Differential accumulation of the transcripts cpcBA and cpcA* in the ethanol producer (Pr) and non-producer control strains (Co) of Synechocystis 6803, after 14 or 18 days of cultivation in Crison photobioreactors. For loading control, blots were hybridized with a probe against the 16S rRNA.

Figure 6

Reduced accumulation of α phycocyanin in the producer (Pr1-3) in comparison to the control strain (Co1-3). (A) Soluble protein extract (3 μg) from three replicate cultures for each strain were separated using a 16% Tricine-SDS polyacrylamide gel containing urea (upper panel) and subjected to western blot analysis (lower panel) using a phycocyanin-specific antibody [16]. (B) Zinc fluorescence of covalently attached bilins visualized on a UV transilluminator in a 16% Tricine-SDS gel. Molecular masses inferred from protein marker VI, (M; AppliChem, Darmstadt, Germany) are shown on the right.
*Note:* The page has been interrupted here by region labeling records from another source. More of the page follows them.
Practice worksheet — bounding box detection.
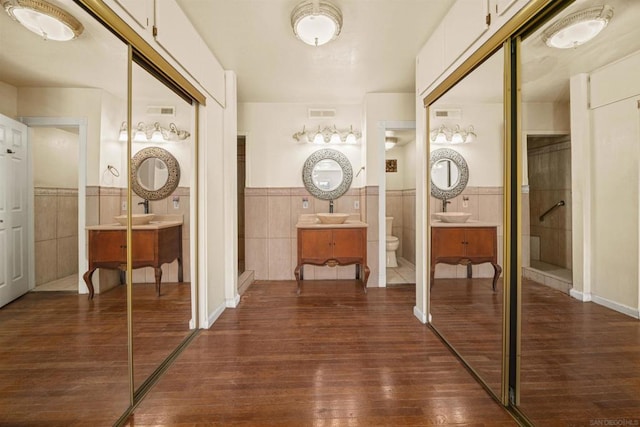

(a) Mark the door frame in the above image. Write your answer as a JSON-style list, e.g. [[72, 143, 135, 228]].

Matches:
[[18, 117, 89, 294]]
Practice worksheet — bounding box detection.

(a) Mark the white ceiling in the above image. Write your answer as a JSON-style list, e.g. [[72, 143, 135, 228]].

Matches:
[[178, 0, 454, 103], [0, 0, 640, 104]]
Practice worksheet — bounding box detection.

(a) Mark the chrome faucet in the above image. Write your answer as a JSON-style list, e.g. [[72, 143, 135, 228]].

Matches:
[[138, 199, 149, 213]]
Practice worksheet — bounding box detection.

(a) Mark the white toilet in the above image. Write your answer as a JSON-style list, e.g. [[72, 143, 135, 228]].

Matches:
[[386, 216, 400, 267]]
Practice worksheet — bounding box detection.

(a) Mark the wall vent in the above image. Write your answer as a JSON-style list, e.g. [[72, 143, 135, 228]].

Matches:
[[147, 106, 176, 116], [432, 109, 462, 119], [309, 108, 336, 119]]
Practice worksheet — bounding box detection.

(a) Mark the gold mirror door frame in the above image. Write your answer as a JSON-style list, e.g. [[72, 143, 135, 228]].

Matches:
[[424, 0, 572, 424], [426, 46, 510, 403], [514, 0, 640, 425]]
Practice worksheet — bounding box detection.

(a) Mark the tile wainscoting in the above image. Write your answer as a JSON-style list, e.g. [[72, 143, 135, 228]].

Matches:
[[34, 187, 78, 286], [244, 186, 379, 287]]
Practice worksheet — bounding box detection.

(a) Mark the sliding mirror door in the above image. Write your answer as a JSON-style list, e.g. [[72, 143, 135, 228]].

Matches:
[[0, 0, 130, 425], [428, 50, 504, 396], [124, 63, 195, 390], [519, 0, 640, 425]]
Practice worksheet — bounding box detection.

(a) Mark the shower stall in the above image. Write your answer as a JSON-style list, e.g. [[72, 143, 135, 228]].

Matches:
[[523, 135, 572, 293]]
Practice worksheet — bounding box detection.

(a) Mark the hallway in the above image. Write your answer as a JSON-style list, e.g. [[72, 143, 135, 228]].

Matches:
[[128, 281, 516, 426]]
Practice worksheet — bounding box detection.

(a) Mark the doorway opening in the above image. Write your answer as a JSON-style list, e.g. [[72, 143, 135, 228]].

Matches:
[[380, 122, 416, 286], [30, 126, 79, 292], [523, 134, 572, 293]]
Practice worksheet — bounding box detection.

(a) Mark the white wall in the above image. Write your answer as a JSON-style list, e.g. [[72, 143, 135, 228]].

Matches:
[[238, 103, 362, 188], [18, 88, 103, 185], [584, 52, 640, 317], [385, 139, 416, 191], [0, 81, 18, 120], [31, 127, 78, 188], [363, 93, 416, 185]]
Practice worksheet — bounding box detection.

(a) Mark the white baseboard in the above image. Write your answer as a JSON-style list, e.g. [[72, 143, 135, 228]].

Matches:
[[413, 305, 427, 324], [569, 289, 640, 319], [592, 295, 640, 319], [225, 294, 240, 308], [202, 305, 226, 329], [569, 288, 591, 302]]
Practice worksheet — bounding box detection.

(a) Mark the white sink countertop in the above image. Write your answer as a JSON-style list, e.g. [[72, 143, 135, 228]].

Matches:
[[86, 214, 184, 230], [431, 219, 499, 228], [296, 214, 368, 228]]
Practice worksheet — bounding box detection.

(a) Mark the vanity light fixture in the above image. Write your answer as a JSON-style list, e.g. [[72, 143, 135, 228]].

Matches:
[[542, 5, 613, 49], [118, 122, 191, 142], [384, 136, 398, 151], [291, 0, 342, 46], [293, 126, 362, 145], [431, 125, 478, 144], [2, 0, 84, 41]]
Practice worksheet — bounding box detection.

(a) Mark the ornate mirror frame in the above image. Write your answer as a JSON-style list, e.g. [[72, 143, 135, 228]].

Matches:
[[131, 147, 180, 200], [429, 148, 469, 200], [302, 148, 353, 200]]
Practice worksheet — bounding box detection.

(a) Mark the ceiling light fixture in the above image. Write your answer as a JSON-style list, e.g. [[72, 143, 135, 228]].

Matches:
[[2, 0, 84, 41], [291, 0, 342, 46], [542, 5, 613, 49]]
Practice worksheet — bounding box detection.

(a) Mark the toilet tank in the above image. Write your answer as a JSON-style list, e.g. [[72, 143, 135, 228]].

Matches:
[[385, 216, 393, 236]]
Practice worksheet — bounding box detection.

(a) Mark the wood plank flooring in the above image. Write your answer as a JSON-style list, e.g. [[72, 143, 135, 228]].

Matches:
[[0, 283, 191, 427], [431, 278, 640, 427], [129, 281, 516, 427], [520, 279, 640, 427]]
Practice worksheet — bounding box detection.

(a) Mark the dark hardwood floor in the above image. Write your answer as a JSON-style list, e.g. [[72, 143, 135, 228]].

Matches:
[[129, 281, 516, 426], [431, 278, 640, 427], [5, 279, 640, 427], [0, 283, 191, 427], [520, 279, 640, 426]]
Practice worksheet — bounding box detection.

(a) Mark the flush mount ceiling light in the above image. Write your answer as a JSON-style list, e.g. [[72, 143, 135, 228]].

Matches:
[[291, 0, 342, 46], [2, 0, 84, 41], [542, 5, 613, 49]]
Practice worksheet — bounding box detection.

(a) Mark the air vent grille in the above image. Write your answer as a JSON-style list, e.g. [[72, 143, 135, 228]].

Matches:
[[433, 109, 462, 119], [309, 108, 336, 119], [147, 106, 176, 116]]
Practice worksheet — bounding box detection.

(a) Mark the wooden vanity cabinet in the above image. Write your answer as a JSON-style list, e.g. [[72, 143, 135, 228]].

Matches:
[[430, 226, 502, 291], [294, 227, 370, 294], [83, 224, 183, 299]]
The samples were prepared at day 14 of the experiment.

Figure 7

Accumulation of rps8*, an internal transcript within the rps8/spc operon covering part of the rps8 gene and the rpl5-rps8 intergenic spacer. (A) Accumulation of rps8* in the ethanol producer (Pr1 and Pr2) but not in the control strain (Co1 and Co2) after 14 and 18 days of cultivation in Crison photobioreactors. Total RNA was isolated from duplicate cultures, blotted and hybridized with a strand-specific RNA probe antisense to the rps8 sequence. For loading control, blots were hybridized with a probe against the 5S rRNA. (B) 5′RACE mapping of rps8* 5′ ends revealed an initiation of transcription 91 to 96 nt upstream of the rps8 start codon; plus sign (+) indicates treatment of RNA samples with tobacco acid pyrophosphatase; minus sign (−) indicates mock treatment. The bands excised for cloning and sequence analysis is indicated by the arrow. (C) Location of rps8* (arrow) within the rps8/spc operon.